Aims: A combination of rose bengal (RB) and blue LED (BL) has emerged as a new technical modality for antimicrobial photodynamic therapy (a-PDT). The purpose of this study was to clarify the influence of oxygen on the antimicrobial effect of RB + BL treatment on Porphyromonas gingivalis in vitro. Materials and Methods:P. gingivalis cells were treated with RB, BL (450-470 nm; 1 W/cm², 5 s), or RB + BL under anaerobic/aerobic conditions. Cells were incubated anaerobically, and the cell density (OD600 nm) was measured after 6-48 h. Additionally, cells were cultured anaerobically on blood agar plates for 9 days, and the resulting colonies were observed.

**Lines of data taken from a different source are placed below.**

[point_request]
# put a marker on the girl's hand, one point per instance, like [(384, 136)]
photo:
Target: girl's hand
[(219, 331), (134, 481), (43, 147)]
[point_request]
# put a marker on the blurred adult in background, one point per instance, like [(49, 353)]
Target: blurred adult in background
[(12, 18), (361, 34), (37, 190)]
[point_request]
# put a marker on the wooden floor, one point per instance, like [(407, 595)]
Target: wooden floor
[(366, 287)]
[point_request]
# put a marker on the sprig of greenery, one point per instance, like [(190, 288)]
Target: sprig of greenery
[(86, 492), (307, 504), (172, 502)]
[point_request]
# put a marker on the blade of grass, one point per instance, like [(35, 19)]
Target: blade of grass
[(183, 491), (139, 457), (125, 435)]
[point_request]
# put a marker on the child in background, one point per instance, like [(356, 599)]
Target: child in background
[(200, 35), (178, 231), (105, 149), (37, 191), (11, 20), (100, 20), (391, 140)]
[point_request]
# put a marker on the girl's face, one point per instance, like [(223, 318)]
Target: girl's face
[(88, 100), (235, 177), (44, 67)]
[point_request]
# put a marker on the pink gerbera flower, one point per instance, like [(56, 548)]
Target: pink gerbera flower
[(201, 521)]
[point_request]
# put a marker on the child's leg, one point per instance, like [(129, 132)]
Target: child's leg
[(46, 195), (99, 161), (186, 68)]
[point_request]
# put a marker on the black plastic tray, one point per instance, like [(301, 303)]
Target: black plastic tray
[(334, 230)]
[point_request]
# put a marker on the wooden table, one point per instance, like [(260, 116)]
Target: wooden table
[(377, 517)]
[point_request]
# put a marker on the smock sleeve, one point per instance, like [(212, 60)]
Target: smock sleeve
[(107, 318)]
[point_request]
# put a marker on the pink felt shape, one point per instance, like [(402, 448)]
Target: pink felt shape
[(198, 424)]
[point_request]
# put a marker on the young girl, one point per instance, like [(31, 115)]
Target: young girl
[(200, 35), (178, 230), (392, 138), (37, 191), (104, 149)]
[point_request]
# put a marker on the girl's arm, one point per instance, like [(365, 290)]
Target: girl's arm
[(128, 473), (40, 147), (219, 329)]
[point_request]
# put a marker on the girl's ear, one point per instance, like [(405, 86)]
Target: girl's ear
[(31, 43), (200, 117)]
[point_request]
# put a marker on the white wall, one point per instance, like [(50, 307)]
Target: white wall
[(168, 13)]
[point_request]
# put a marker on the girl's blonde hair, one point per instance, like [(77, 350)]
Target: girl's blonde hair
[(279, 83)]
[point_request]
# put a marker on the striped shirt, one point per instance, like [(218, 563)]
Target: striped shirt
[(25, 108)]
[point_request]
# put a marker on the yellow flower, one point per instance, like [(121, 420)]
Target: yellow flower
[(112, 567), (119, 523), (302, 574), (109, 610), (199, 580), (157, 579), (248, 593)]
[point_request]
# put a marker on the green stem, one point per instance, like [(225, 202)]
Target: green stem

Bacterial growth within 1 h of aerobic RB + BL treatment was examined, and RNA degradation due to anaerobic/aerobic RB + BL treatment was measured after 3 h of culture. Results: Under anaerobic conditions, RB + BL significantly suppressed bacterial growth after 18 h; however, the growth after 48 h and the number of colonies after 9 days were similar to those of the untreated control. RNA degradation in the anaerobic-treatment group was not significantly different from that in the control. Under aerobic conditions, RB + BL immediately affected bacterial growth and completely inhibited growth for up to 48 h. Few colonies were detected even after 9 days of culture, and RNA was completely degraded. Conclusions: Unlike the bacteriostatic effect of anaerobic treatment, aerobic RB + BL treatment may have a bactericidal action via a-PDT effect, resulting in the destruction of RNA and bacterial cells within a short period.